We Live to Fight
In Bangladesh, people practice different forms of martial arts, including the traditional forms known as “Bangladeshi martial arts”. Initially, during the British period, various Bangladeshi martial arts were originated for the need to protect villagers from Zamindars (landowners), who used to send lathial groups to collect taxes from villagers forcibly. The official journey began after the liberation by founding Bangladesh Judo and Karate Federation in 1972 and Bangladesh Martial Art Confederation in 1997. In modern times, martial arts are practiced mainly for playing sports, learning self-defense, and military training in Bangladesh.

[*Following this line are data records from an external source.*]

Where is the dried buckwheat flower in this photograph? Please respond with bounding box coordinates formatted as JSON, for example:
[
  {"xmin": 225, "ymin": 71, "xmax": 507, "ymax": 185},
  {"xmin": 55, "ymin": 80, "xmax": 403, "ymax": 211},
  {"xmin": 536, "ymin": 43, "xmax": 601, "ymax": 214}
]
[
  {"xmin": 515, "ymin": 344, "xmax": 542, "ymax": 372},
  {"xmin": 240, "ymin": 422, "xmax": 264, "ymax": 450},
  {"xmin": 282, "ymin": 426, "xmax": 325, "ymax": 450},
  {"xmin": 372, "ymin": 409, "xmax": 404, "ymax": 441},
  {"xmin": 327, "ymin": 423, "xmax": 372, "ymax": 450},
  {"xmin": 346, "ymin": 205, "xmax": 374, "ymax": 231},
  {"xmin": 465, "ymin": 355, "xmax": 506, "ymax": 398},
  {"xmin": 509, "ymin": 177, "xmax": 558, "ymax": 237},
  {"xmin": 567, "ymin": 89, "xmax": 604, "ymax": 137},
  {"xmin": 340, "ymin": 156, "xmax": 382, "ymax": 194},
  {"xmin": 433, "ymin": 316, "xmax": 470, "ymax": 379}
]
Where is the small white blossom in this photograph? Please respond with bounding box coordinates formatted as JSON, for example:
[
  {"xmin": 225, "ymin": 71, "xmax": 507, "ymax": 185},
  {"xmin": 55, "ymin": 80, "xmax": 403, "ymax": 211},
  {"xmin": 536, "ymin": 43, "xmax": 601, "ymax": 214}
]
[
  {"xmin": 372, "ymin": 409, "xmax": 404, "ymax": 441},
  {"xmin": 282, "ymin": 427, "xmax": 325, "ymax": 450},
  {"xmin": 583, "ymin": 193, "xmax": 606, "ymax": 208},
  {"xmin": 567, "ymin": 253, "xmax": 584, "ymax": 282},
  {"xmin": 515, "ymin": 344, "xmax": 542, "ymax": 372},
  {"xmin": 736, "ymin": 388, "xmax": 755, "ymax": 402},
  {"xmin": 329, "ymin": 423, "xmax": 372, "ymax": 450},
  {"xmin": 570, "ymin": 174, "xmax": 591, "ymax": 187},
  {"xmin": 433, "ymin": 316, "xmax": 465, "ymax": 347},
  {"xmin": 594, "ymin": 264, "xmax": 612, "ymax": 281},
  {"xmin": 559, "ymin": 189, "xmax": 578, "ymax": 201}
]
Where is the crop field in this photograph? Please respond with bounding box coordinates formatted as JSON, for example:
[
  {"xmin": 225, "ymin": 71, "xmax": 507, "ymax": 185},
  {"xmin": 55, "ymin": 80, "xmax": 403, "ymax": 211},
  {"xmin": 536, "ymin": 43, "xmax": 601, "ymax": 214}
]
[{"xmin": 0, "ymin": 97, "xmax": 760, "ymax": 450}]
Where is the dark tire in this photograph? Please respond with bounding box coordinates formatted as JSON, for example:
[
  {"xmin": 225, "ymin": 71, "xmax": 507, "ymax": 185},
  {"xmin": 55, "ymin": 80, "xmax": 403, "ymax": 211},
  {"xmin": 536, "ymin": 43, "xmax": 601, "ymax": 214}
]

There are many roles of martial arts in Bangladesh. Many martial art clubs provide basic self-defense training to children and girls against sexual harassment in public places. Many children learn martial arts as a form of entertainment. Many male and female martial artists work in the film and drama industries and promote martial art in TV films. There are also some aboriginal communities in Bangladesh that practice different martial arts separately. However, despite the international records, many players and even the clubs often suffer from poor financial conditions for the lack of funding. Also, considered an underground sport, they don’t get enough attention from the media either.
“We live to Fight” is an ongoing project that explores the underlying cultures, lifestyles, history, individual stories, politics and underground fighting scenarios of different martial art communities in Bangladesh.